Re: Joyce Carol Oates - Varis

""
Konuşmak için ağzımı açtığımda pencereden gelen ışığı engellediğimi söyleyerek beni hemen susturdu.

Oates'in belki de en sevdiğim yanı, edebîliği kurarken jesterden fazlasıyla destek alması. Sanki tragedya kurar gibi kuruyor bir sahneyi. Ağzın açılmasıyla pencere açıklığından gelen güneşten söz edilmesi aynı anda gerçekleşiyor.

Sandalyeyle yatak arasındaki karşıtlık, yaşamın dikeyde iken ölümün yatayda olmasına karşılık geliyor.

""
Gözlerimin parlak, katı cam bilyeler gibi boş olduğunu, bütün düşüncelerimi sergilediklerini, dahası her bir düşüncemin bir öncekinden daha tiksindirici olduğunu söyledi. Düşüncelerimi okuyabildiğini bilmiyor muydum?

Bir yandan anlatıcının bütün hareketleri ölüm döşeğinde olanın gözünden hayvansı özellikler (domuz, vantuz, deniz anası) atfedilerek tanımlanırken, bir yandan sanki iki kişilik bir diyaloğu izlememizi ustaca sağlıyor yazar.

""
Nereye gidiyorsun? Benden korkuyor musun? Beni sevmiyor musun? Beni burada bırakıp gidecek misin? Ben de pencerenin yanındaki sandalyeye yeniden oturdum, güneş batana kadar ışığı engellemeye devam ettim.

Anlatıcı sözünü bitirirken, yeniden güneşin önündeki ilk konumuna dönerek çemberi tamamlaması ve ardından engelleme sürecinin ancak güneş batana kadar devam edeceğini belirterek hastanın ölümünün ima edilmesi çok güzel geliştirilmiş.

Daha çok Oates okumalı!


Re: Joyce Carol Oates - Varis

Son cümle üzerine düşünmeye devam ediyorum:

""
Ben de pencerenin yanındaki sandalyeye yeniden oturdum,...

"Pencerenin yanındaki sandalye" tamlaması yaşamın kıyısında oturmak gibi geliyor bana.
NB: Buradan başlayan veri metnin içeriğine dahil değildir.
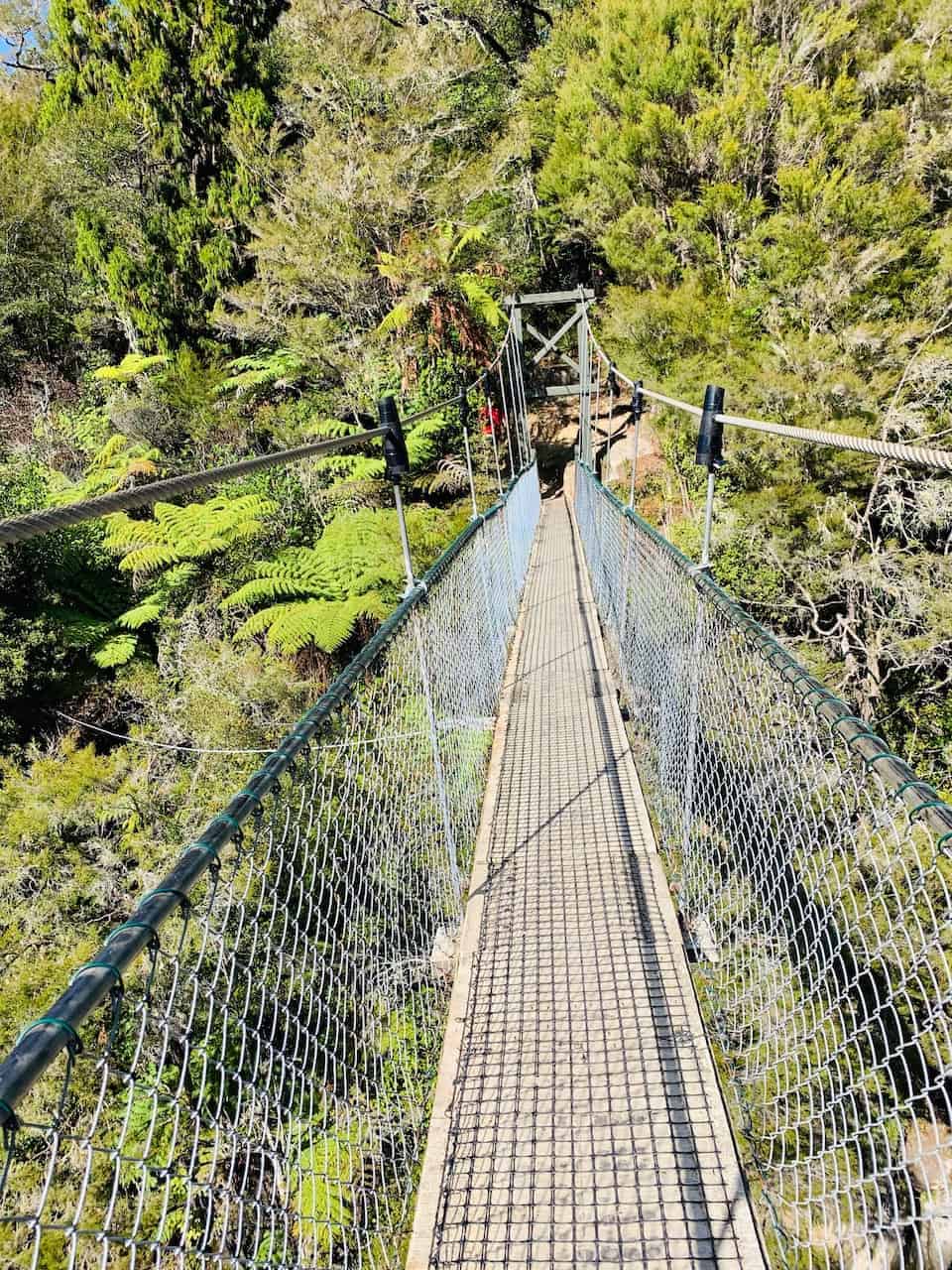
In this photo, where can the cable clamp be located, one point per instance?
(73, 1042)
(100, 965)
(135, 925)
Ona katılmadan, onu izlemeyi anlatıyor sanki. Hatta o derece ki, izlemek bile değil yaptığın, sadece dışarıdan içeri gelecek ışığı engelleyecek şekilde, sırtın dünyaya dönük içerinin loş karanlığına bakarak zaman geçirmek...

""
...güneş batana kadar ışığı engellemeye devam ettim.

Oldukça karamsar görünen ve kafamın içinde ısrarla "ölüm"le birleşen bu son satırların başka bir anlamı olabilir mi? "Güneş batana kadar" zarfı ölümü çağrıştırırken, cümlenin tamamı sanki bir umut da barındırıyor. "Işığı engelledim, bile isteye, doğru, ama bu ancak güneş batana dek sürdü. Oysa güneş dünyanın yörüngesinde görünmez olduktan sonra, benim onu engellemem de mümkün değil. O benim irademden bağımsız yaşamı saçmaya devam etti/ ediyor dünyaya," der gibi sanki yazar.

Cümlelerin arasına bu kadar girince mağara mitosu bile görmeye başladım öykünün arka planında. Sanırım durma vakti geldi.

NOT: Öykünün adıyla ilgili düşüncelerime orijinal dildeki metne ulaştığımda değinmeyi düşünüyorum.


Re: Joyce Carol Oates - Varis

Adam; Bir süre sonra öleceğini, çürüyeceğini, kötü kokular saçarak yok olacağını düşünen, işi bitmiş akciğerleriyle, konuşurken, havlamayla inleme arası kahkahalar savururken, madeni para büyüklüğünde balgam pıhtıları, bazen de kan çıkaran, hasta ve bedensel acılar çeken birisi.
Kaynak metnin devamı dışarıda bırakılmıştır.